In the aftermath of problems reported with certain of the company's implantable cardioverter defibrillators (ICDs) last year, Guidant officials have said they did not publicize the flaws because they believed patients faced greater risks from replacement surgery than from the problems with the ICDs themselves.

In a story in Thursday's Times, Fogoros was reported to have written in one memo that while believing it was acting in the best interests of patients, Guidant had violated a “sacred obligation“ by interposing its medical judgment for theirs. In that same May 18, 2005, memo: “This means that when a tragedy occurs, our decisions will be viewed in the harshest light possible, without any objective consideration of the statistical niceties supporting our actions.“

The memos emerged as part of a product liability lawsuit filed against Guidant in a Texas state court. They were written after Guidant had informed a Minneapolis cardiologist, Dr. Barry Maron, that the type of Guidant ICD that had been implanted in one of his patients who had died after the defibrillator failed had been known to have an electrical flaw that caused it to repeatedly short-circuit.

Following reporting by the Times on the flawed devices, Guidant initiated a series of recalls that now has totaled more than 100,000 units of several models of ICDs.

Former HealthSouth (Birmingham, Alabama) CEO Richard Scrushy will get information on prospective jurors in his upcoming bribery trial, including their races, after complaining that the jury selection process was flawed because there weren't enough blacks in the pool.

Scrushy, who was acquitted last June on charges of masterminding a $2.7 billion accounting fraud at the company he founded, now faces charges that he arranged $500,000 in illegal payments to former Alabama Gov. Don Siegelman as part of a bid to be named to the state's regulatory board for hospitals.

Jury selection for the trial, which will be heard in U.S. District Court in Montgomery, Alabama, begins next month.

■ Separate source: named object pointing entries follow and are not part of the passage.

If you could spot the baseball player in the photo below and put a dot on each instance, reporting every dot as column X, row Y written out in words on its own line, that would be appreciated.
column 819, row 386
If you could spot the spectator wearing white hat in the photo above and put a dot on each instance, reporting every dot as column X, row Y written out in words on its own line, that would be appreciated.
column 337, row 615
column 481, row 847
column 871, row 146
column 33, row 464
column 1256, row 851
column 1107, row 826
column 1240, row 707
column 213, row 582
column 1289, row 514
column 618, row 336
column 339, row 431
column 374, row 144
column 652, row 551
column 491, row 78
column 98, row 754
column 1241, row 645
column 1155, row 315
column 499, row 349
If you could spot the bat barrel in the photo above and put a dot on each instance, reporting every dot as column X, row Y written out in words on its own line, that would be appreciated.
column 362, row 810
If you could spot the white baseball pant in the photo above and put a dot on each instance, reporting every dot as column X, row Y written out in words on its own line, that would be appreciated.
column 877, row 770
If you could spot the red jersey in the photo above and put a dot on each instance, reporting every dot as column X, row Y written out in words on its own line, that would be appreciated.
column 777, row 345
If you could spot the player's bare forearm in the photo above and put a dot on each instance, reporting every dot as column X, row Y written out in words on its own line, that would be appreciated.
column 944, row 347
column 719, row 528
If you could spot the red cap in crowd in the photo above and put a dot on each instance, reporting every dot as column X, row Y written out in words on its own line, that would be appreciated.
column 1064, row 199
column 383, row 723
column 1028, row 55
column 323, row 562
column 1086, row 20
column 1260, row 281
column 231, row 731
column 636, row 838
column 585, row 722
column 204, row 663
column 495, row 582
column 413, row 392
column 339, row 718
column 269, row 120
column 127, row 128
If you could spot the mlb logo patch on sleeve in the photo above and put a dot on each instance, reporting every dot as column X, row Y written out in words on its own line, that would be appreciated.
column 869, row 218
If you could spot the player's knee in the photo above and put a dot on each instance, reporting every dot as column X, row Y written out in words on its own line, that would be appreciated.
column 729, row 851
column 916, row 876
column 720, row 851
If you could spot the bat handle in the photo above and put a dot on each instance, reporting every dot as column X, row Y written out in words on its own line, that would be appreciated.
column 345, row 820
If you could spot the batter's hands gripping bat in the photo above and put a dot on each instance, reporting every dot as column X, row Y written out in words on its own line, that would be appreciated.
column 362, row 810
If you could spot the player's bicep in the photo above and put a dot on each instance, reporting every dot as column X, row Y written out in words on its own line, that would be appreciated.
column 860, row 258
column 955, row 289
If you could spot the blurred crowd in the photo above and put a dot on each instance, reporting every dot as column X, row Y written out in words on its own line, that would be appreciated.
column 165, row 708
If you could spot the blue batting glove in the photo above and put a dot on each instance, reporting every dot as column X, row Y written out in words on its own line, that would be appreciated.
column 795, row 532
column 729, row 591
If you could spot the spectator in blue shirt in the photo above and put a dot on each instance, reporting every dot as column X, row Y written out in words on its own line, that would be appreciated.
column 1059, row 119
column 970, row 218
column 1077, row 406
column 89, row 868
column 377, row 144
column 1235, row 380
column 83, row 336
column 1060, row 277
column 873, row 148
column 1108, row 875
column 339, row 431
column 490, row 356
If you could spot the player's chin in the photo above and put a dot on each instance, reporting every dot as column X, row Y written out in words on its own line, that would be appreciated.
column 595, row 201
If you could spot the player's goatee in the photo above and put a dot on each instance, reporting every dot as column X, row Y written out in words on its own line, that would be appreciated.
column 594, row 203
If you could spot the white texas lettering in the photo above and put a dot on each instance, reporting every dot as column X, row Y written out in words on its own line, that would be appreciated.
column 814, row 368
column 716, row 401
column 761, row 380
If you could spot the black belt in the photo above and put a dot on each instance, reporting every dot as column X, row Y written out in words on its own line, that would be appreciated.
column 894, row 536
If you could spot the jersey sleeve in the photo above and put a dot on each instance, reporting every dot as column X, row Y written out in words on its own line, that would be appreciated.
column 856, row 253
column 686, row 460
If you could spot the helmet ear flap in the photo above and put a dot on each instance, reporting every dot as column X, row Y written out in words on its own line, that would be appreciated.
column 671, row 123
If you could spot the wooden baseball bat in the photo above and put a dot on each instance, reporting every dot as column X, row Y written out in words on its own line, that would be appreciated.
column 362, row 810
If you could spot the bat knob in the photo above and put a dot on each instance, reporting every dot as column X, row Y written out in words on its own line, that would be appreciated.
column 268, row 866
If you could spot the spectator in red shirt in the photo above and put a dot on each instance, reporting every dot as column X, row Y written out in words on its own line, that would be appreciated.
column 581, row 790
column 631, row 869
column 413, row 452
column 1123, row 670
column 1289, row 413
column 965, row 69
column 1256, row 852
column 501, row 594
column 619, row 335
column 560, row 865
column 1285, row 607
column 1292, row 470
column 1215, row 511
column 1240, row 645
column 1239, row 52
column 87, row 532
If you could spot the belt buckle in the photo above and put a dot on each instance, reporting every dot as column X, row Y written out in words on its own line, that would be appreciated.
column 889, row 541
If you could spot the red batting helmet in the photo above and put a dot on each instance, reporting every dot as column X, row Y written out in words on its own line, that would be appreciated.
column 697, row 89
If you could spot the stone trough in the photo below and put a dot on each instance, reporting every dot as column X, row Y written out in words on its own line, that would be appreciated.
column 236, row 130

U.S. Magistrate Judge Charles Coody granted Scrushy's request earlier this week, while saying that he disagreed with Scrushy's contention that blacks were underrepresented in the pool of potential jurors.

Attorneys for Scrushy, who is white, played heavily on his involvement with black churches and causes during last year's trial.

In other Scrushy-related news, he caused a stir in the Houston courtroom where the Enron fraud trial is taking place by sitting in on some of the testimony in the case on Wednesday.

He said he was in town on business and decided to pay a visit to the courtroom to see how the trial was going. “I wanted to hear what this man [former Enron financial chief Andrew Fastow] had to say,“ said Scrushy. “When I was on trial, one of the problems was that people didn't really get to hear what was going on, just what they heard in the media, which was somebody's opinion.“

He told reporters afterward that he was “appalled“ after hearing just a little of Fastow's testimony. “This is horrible that people would do this to a company,“ he said in a hallway outside the courtroom. “It makes me sick.“

Telzuit stock symbol changes

Telzuit Medical Technologies (Orlando, Florida) reported that the Nasdaq has changed the company's stock trading symbol back to TZMT from TZMTE, following the filing of the company's quarterly report on Form 10-QSB for the quarter ended Dec. 31. Telzuit is focused on providing advanced mobile medicine for people worldwide.